Confusable Unicode Audit
Detect Trojan Source and homoglyph risks in source files, dependency names, and release metadata. This enforces no-confusable-unicode and maps curl Practice 8 into an AIWG control.
Detection Targets
- Bidirectional controls: U+202A through U+202E, U+2066 through U+2069.
- Zero-width characters: U+200B through U+200F, U+FEFF.
- Non-ASCII identifiers in source code.
- Mixed-script identifiers, especially Latin plus Cyrillic or Greek.
- Package/dependency names containing non-ASCII or confusable characters.

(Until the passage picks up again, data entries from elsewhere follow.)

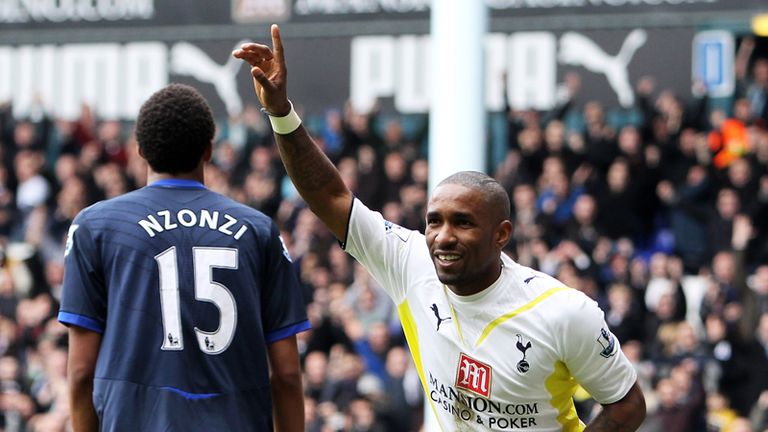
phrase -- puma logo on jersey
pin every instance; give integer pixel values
(526, 280)
(437, 314)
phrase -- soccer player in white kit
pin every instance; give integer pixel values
(498, 346)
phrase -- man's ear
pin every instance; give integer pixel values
(503, 233)
(208, 153)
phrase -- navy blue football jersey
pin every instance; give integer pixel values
(188, 288)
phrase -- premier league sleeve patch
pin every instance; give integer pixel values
(285, 249)
(608, 343)
(397, 230)
(70, 238)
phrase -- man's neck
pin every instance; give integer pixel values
(196, 175)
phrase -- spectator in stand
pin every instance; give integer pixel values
(755, 87)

- Optional metadata scan: commit subject, PR titles, release notes.
Allowlist
Legitimate non-ASCII is declared in .aiwg/security/confusable-unicode-allowlist.yaml:
version: 1
allow:
- path: "docs/i18n/**"
reason: "localized documentation"
- identifier: "naive_bayes"
codepoints: ["U+00EF"]
reason: "historical exported API spelling"
Output
Reports show file, line, column, Unicode code point, character name, and remediation. Bidi and zero-width controls are always HIGH severity.
References
agentic/code/frameworks/security-engineering/rules/no-confusable-unicode.md- Unicode TR39
- Trojan Source / CVE-2021-42574